- Born: Roger Michael De Haan October 1948 (age 77) Northampton, England
- Education: Westbrook House Preparatory School for Boys and Girls Seaford College
- Occupation: Businessman
- Known for: Saga Group, Folkestone
- Spouses: ; Susan Bridget Chambers ​ ​(m. 1969)​ Marie-Lyvie M Goder (m.1988) ; Alison Downey ​(m. 2011)​
- Children: 8
- Parent(s): Sidney De Haan (father) Margery Crick (mother)
- Awards: Kt CBE DL

= Roger De Haan =

British businessman (born 1948)

Sir Roger Michael De Haan, CBE, DL (born October 1948) is the son of Sidney De Haan, who created the Saga group of companies, best known for selling holidays to the over-50s market.
==Business career==
De Haan took over Saga in 1984 when his father retired, and then ran the company with his brother Peter for a further twenty years, launching Saga-branded radio stations to accompany the group's holidays and financial services.
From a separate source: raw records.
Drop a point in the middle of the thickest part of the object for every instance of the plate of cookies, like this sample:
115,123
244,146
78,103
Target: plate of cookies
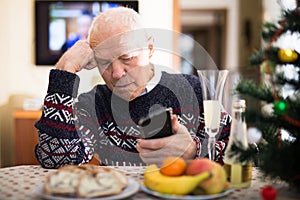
87,182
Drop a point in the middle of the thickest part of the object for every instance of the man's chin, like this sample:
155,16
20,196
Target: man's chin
126,95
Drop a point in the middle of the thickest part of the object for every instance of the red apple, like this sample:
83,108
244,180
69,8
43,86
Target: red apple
216,183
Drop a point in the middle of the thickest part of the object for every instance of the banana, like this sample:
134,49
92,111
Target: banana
178,185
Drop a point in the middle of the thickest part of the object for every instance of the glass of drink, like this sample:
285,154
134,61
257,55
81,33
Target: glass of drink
213,82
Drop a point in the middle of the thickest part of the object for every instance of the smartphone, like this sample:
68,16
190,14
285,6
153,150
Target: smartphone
157,124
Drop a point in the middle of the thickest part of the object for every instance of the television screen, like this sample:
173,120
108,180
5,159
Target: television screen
59,24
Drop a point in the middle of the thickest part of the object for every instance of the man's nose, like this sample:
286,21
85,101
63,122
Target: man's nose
118,70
He chose to leave the business in 2004, selling the entire Saga Group (which included insurance and holiday businesses) to a management buyout for £1.35 billion, although he continued to run some of the radio stations himself. In that year he bought Folkestone Harbour for £11 million. The Folkestone Harbour and Seafront Development Company is promoting regeneration schemes for the area.

The Roger De Haan Charitable Trust was established in 1978, offering charitable support to a variety of charities and community organisations, mostly in the area around Folkestone and south east Kent.

Following the sale of Saga, he retained ownership of two digital radio stations, PrimeTime Radio and Saga Radio (Digital), but following continuing heavy losses decided to close them in 2006.

==Wealth==
In April 2016, his net worth was estimated at £900 million, according to the Sunday Times Rich List.

During the 2019 United Kingdom general election, De Haan donated £125,000 to the Conservative Party and £3,000 to Damian Collins, the Conservative MP for Folkestone and Hythe.

==Honours==
In 2003/2004 he was awarded an honorary fellowship of Canterbury Christ Church University.

De Haan was appointed Commander of the Order of the British Empire (CBE) in 2004 for services to business, education and charity in 2004 and was knighted in the 2014 New Years Honours List for services to education and to charity in Kent and overseas.

==Personal life==
He is the father-in-law of Tinie Tempah.